ACL2 Symbols

Common Lisp's symbols are a data type representing words. They are frequently regarded as atomic objects in the sense that they are not frequently broken down into their constituents. Often the only important properties of symbols is that they are not numbers, characters, strings, or lists and that two symbols are not equal if they look different (!). Examples of symbols include PLUS and SMITH::ABC. All function and variable names in ACL2 are symbols. When symbols are used as constants they must be quoted, as in 'PLUS.

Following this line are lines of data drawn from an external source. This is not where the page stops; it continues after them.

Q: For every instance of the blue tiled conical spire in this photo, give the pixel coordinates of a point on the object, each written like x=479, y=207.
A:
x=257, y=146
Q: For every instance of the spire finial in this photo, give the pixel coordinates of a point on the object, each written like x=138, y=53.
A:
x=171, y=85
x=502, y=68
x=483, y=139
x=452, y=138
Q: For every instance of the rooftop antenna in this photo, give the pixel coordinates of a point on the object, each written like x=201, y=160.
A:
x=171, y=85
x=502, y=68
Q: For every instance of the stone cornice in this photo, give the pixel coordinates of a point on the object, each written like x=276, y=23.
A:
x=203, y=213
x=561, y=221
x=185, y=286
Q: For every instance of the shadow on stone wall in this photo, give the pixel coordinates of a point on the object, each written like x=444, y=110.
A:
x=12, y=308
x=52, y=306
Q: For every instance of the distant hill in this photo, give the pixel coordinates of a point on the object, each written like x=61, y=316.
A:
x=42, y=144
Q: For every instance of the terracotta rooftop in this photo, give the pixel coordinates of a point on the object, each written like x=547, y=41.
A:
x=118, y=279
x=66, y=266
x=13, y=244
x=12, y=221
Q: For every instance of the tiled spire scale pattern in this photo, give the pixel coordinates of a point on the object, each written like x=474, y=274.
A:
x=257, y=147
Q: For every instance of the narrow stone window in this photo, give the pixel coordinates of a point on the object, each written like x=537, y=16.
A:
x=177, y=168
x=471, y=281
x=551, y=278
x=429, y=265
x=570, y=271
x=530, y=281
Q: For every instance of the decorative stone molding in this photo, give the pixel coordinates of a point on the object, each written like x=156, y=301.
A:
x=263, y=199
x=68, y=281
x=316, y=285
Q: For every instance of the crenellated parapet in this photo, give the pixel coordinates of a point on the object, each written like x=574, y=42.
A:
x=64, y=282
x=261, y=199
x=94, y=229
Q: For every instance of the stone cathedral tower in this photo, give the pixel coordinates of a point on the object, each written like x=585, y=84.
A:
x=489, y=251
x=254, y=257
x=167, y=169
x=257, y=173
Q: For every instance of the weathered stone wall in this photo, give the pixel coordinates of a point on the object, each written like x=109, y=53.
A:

The symbol T is commonly used as the Boolean ``true.'' The symbol NIL is commonly used both as the Boolean ``false'' and as the ``empty list.'' Despite sometimes being called the ``empty list'' NIL is a symbol not an ``empty cons.'' Unlike other symbols, T and NIL may be used as constants without quoting them.

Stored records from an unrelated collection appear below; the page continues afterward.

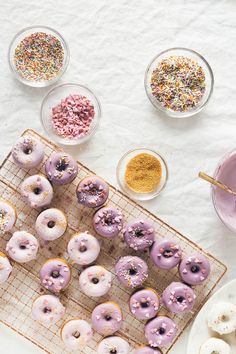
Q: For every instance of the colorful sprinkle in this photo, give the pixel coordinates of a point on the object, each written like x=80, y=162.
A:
x=178, y=83
x=39, y=57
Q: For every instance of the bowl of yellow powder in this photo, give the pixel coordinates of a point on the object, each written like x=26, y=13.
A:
x=142, y=173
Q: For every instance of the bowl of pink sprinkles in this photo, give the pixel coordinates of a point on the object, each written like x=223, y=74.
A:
x=70, y=114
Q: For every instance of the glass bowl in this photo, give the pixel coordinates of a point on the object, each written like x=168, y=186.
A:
x=209, y=79
x=54, y=97
x=224, y=202
x=25, y=33
x=121, y=168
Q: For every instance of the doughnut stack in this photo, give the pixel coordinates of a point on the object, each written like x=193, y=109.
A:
x=83, y=249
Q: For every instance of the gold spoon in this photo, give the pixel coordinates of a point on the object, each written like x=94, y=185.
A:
x=211, y=180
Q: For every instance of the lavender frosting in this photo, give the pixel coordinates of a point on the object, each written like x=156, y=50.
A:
x=144, y=304
x=107, y=318
x=178, y=298
x=160, y=331
x=131, y=271
x=108, y=222
x=139, y=234
x=55, y=274
x=166, y=254
x=92, y=192
x=195, y=269
x=61, y=168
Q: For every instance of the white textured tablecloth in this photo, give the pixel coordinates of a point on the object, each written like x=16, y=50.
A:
x=111, y=43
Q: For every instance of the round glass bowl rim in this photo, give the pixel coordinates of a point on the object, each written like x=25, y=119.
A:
x=170, y=112
x=65, y=65
x=221, y=161
x=78, y=140
x=153, y=152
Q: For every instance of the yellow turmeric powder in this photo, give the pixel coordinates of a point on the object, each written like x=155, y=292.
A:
x=143, y=173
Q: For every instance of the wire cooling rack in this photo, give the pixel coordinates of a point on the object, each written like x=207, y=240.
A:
x=23, y=286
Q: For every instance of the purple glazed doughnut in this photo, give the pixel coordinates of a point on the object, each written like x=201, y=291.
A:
x=160, y=331
x=194, y=270
x=36, y=191
x=107, y=318
x=108, y=222
x=131, y=271
x=92, y=192
x=144, y=304
x=83, y=248
x=178, y=298
x=47, y=309
x=28, y=152
x=166, y=254
x=139, y=234
x=22, y=247
x=61, y=168
x=147, y=350
x=51, y=224
x=55, y=274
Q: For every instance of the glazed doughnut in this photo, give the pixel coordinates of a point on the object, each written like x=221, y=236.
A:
x=5, y=268
x=113, y=345
x=55, y=274
x=166, y=254
x=194, y=270
x=147, y=350
x=22, y=247
x=61, y=168
x=160, y=331
x=47, y=309
x=178, y=298
x=7, y=216
x=36, y=191
x=92, y=192
x=139, y=234
x=76, y=333
x=222, y=318
x=215, y=346
x=83, y=248
x=51, y=224
x=131, y=271
x=95, y=281
x=108, y=222
x=107, y=318
x=144, y=304
x=28, y=152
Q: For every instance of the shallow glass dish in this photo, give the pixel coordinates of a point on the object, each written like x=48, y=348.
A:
x=224, y=202
x=54, y=97
x=121, y=168
x=209, y=80
x=27, y=32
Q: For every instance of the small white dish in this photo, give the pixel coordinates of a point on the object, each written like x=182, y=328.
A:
x=200, y=332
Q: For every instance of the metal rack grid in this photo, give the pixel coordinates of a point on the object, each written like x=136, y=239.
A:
x=17, y=295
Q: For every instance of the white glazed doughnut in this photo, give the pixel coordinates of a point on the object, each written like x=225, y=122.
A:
x=28, y=152
x=51, y=224
x=36, y=191
x=22, y=247
x=47, y=309
x=113, y=345
x=5, y=268
x=95, y=281
x=76, y=334
x=7, y=216
x=222, y=318
x=83, y=248
x=215, y=346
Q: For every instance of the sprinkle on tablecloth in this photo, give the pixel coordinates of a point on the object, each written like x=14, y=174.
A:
x=178, y=83
x=39, y=57
x=72, y=118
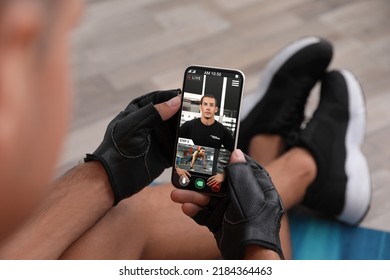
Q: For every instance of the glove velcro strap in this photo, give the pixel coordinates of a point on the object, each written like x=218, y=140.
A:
x=92, y=157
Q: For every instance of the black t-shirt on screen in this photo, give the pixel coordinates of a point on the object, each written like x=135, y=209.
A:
x=212, y=136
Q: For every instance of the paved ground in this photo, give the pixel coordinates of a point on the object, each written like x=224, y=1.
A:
x=124, y=48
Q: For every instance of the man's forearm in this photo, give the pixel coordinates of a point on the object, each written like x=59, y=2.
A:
x=76, y=202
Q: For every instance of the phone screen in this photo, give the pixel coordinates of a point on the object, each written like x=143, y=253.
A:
x=207, y=128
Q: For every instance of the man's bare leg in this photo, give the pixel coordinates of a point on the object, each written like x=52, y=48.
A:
x=150, y=226
x=291, y=173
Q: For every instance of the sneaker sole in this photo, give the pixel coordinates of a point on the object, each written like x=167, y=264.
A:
x=275, y=64
x=358, y=188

Usually, symbols are written as sequences of alphanumeric characters other than those denoting numbers. Thus, A12, +1A and 1+ are symbols but +12 is a number. Roughly speaking, when symbols are read lower case characters are converted to upper case, so we frequently do not distinguish ABC from Abc or abc. Click here for information about case conversion when symbols are read. However, any character can be used in a symbol, but some characters must be ``escaped'' to allow the Lisp reader to parse the sequence as a symbol. For example, |Abc| is a symbol whose first character is capitalized and whose remaining characters are in lower case. |An odd duck| is a symbol containing two #\Space characters. See any Common Lisp documentation for the syntactic rules for symbols.

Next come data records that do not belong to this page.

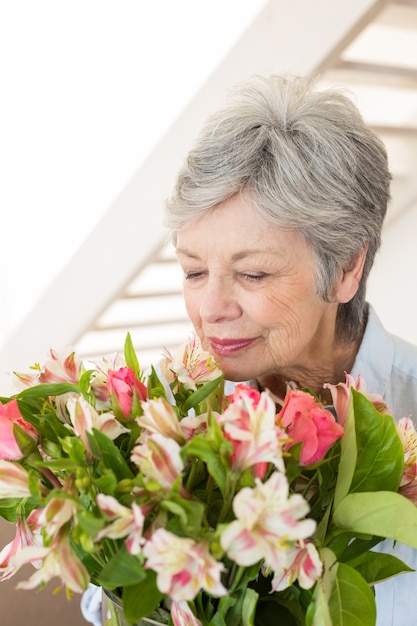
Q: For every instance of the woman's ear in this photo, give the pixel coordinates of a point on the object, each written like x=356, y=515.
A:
x=348, y=284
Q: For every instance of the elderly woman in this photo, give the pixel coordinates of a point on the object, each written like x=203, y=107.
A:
x=277, y=216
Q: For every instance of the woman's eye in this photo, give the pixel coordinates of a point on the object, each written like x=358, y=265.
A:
x=192, y=275
x=253, y=277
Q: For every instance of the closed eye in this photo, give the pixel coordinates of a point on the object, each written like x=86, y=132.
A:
x=192, y=275
x=254, y=277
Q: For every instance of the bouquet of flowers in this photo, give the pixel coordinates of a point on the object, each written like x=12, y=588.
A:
x=198, y=507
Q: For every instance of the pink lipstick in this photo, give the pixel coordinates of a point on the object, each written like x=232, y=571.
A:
x=225, y=347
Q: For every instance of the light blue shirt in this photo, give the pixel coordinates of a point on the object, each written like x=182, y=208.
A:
x=388, y=365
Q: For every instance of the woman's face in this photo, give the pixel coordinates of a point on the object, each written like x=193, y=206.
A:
x=250, y=293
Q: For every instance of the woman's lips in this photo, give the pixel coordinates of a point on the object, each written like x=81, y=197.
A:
x=228, y=346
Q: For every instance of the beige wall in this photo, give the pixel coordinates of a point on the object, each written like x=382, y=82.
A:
x=35, y=608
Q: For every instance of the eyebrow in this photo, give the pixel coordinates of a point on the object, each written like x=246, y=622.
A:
x=238, y=256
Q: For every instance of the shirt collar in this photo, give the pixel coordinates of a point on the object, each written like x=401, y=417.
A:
x=374, y=359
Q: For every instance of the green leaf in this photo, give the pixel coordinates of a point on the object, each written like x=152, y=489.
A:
x=372, y=457
x=384, y=513
x=377, y=566
x=46, y=390
x=130, y=355
x=203, y=449
x=155, y=387
x=141, y=599
x=380, y=459
x=201, y=394
x=348, y=456
x=341, y=597
x=105, y=449
x=122, y=569
x=352, y=602
x=9, y=508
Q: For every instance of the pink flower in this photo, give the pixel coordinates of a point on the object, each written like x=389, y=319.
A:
x=59, y=559
x=27, y=534
x=341, y=396
x=305, y=566
x=58, y=369
x=191, y=365
x=159, y=460
x=59, y=510
x=249, y=423
x=9, y=416
x=125, y=522
x=84, y=418
x=183, y=566
x=408, y=436
x=182, y=615
x=124, y=387
x=159, y=417
x=268, y=519
x=308, y=422
x=98, y=379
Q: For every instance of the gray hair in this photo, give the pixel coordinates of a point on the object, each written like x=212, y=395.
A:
x=308, y=162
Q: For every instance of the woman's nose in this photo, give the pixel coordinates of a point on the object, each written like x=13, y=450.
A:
x=218, y=303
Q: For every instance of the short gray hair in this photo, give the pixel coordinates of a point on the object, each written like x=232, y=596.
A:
x=308, y=162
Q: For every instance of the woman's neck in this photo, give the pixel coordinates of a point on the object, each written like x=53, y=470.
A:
x=328, y=370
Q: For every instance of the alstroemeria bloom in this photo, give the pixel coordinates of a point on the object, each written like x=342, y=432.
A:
x=125, y=522
x=58, y=369
x=408, y=436
x=304, y=565
x=159, y=417
x=10, y=415
x=14, y=480
x=159, y=460
x=27, y=534
x=191, y=365
x=268, y=521
x=84, y=418
x=98, y=379
x=341, y=396
x=59, y=510
x=182, y=615
x=306, y=421
x=183, y=566
x=249, y=423
x=58, y=559
x=123, y=386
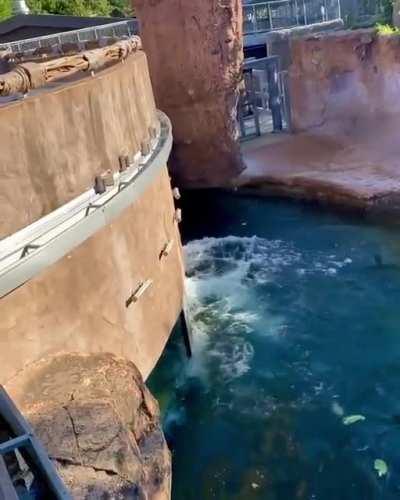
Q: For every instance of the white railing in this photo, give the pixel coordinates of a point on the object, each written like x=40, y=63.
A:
x=118, y=30
x=279, y=14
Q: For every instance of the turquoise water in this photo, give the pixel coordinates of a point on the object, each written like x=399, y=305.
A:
x=295, y=316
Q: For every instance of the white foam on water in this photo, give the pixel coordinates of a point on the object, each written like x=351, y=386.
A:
x=222, y=273
x=221, y=291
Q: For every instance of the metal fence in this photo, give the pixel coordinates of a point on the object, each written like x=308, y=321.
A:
x=280, y=14
x=117, y=30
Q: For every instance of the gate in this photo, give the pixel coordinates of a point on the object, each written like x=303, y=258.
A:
x=264, y=100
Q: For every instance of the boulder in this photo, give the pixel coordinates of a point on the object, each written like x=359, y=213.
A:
x=99, y=424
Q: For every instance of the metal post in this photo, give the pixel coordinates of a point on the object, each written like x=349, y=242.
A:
x=254, y=19
x=274, y=94
x=305, y=13
x=270, y=16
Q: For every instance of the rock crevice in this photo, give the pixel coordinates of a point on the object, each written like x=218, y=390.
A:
x=99, y=424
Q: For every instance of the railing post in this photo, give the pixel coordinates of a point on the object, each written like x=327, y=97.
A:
x=270, y=16
x=254, y=19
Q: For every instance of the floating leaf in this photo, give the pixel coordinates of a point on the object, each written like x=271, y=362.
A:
x=352, y=419
x=381, y=467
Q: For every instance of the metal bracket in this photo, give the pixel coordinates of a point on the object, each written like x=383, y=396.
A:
x=140, y=290
x=26, y=249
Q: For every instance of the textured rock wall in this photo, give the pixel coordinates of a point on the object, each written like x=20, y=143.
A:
x=99, y=424
x=195, y=54
x=348, y=81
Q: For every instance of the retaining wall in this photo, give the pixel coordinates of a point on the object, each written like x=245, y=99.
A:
x=52, y=145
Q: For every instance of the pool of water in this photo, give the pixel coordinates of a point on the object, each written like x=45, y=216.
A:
x=295, y=317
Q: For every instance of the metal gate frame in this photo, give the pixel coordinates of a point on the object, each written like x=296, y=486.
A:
x=276, y=94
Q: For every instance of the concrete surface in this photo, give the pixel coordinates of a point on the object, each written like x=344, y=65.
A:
x=346, y=113
x=195, y=55
x=52, y=145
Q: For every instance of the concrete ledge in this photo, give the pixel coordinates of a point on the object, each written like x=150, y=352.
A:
x=38, y=246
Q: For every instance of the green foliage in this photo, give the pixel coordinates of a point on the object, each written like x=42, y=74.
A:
x=387, y=29
x=81, y=7
x=5, y=9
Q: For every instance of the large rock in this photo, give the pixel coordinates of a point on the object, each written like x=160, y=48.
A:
x=100, y=425
x=195, y=54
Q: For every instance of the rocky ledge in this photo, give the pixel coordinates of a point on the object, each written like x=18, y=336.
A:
x=100, y=425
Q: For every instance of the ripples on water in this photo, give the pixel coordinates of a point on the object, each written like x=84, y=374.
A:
x=296, y=324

Technically, a symbol is a special kind of pair consisting of a package name (which is a string) and a symbol name (which is also a string). (See symbol-package-name and see symbol-name .) The symbol SMITH::ABC is said to be in package "SMITH" and to have the symbol name "ABC". The symbol ABC in package "SMITH" is generally not equal to the symbol ABC in package "JONES". However, it is possible to ``import'' symbols from one package into another one, but in ACL2 this can only be done when the package is created. (See defpkg .) If the current-package is "SMITH" then SMITH::ABC may be more briefly written as just ABC. Intern ``creates'' a symbol of a given name in a given package.